Q: During the summer we like to play outdoors and have picnics. But last summer my son had a serious allergic reaction to a bee sting. He got swollen and itchy, started having problems breathing and needed to be treated in the emergency room. How can we avoid another dangerous insect sting?
Lawrence St. Louis
A: Lawrence, it’s wonderful to enjoy being with your family outdoors. But it’s good to do everything you can to prevent your son from getting another insect sting. Allergies to insect stings are fairly common, affecting approximately 1 to 3 percent of people. After a serious allergic reaction like your son had (also known as “anaphylaxis”), there’s about a 50 percent chance of having another serious reaction to a sting.

There are a few steps to take to try to prevent future problems with insect stings:

1. Ask your child’s doctor for a referral to an allergy specialist.
An allergist can review your son’s history and do allergy testing to determine whether he’s allergic to the honeybee, yellow jacket, hornet or wasp. The allergist might also recommend allergy shots, which can significantly reduce the risk of future allergic reactions to stings.
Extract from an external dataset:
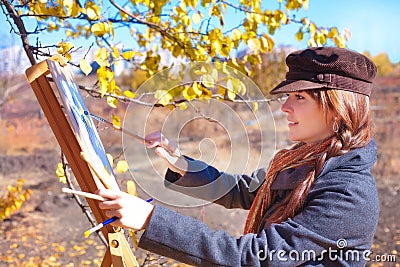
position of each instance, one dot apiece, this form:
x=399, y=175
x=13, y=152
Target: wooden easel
x=118, y=253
2. Be prepared for an emergency.
Always keep handy emergency medication to give your son in case of an insect sting: injectable epinephrine or adrenaline (such as the EpiPen autoinjector). Be sure your family, your son’s childcare provider and his teacher have the medications on-hand and know how to use them. Consider having your son wear a Medic Alert bracelet indicating his allergy to insect stings.
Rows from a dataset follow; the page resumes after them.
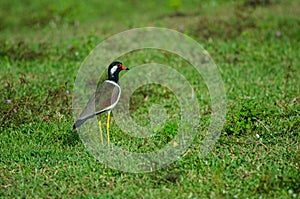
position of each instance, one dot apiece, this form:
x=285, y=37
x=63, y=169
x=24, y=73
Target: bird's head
x=114, y=69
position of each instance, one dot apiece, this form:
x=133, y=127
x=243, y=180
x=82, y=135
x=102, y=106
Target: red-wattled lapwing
x=104, y=99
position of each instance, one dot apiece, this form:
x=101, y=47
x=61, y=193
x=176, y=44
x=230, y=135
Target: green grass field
x=255, y=44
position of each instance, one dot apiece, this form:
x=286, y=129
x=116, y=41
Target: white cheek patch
x=113, y=69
3. Take precautions outdoors to prevent contact with stinging insects:
  • Don’t rely on insect repellents, which don’t protect against stinging insects.

  • Keep food covered at picnics. Don’t picnic near open garbage cans, which attract insects.

  • Don’t drink sweet beverages from an open can, since insects can get inside and sting you while you’re drinking.

  • Wear long-sleeve shirts and pants, if possible. White clothes are less likely to attract insects than brightly coloured and floral-printed fabrics.

  • Don’t use sweet-smelling perfume, deodorant or hair products, which can attract insects.

  • Wear closed shoes when walking in the grass or at the beach. Don’t walk in sandals or bare feet since you can step on a stinging insect.

  • Periodically inspect the outside of your house for insect nests. Spray nests with insecticide to kill the insects, then destroy the nests.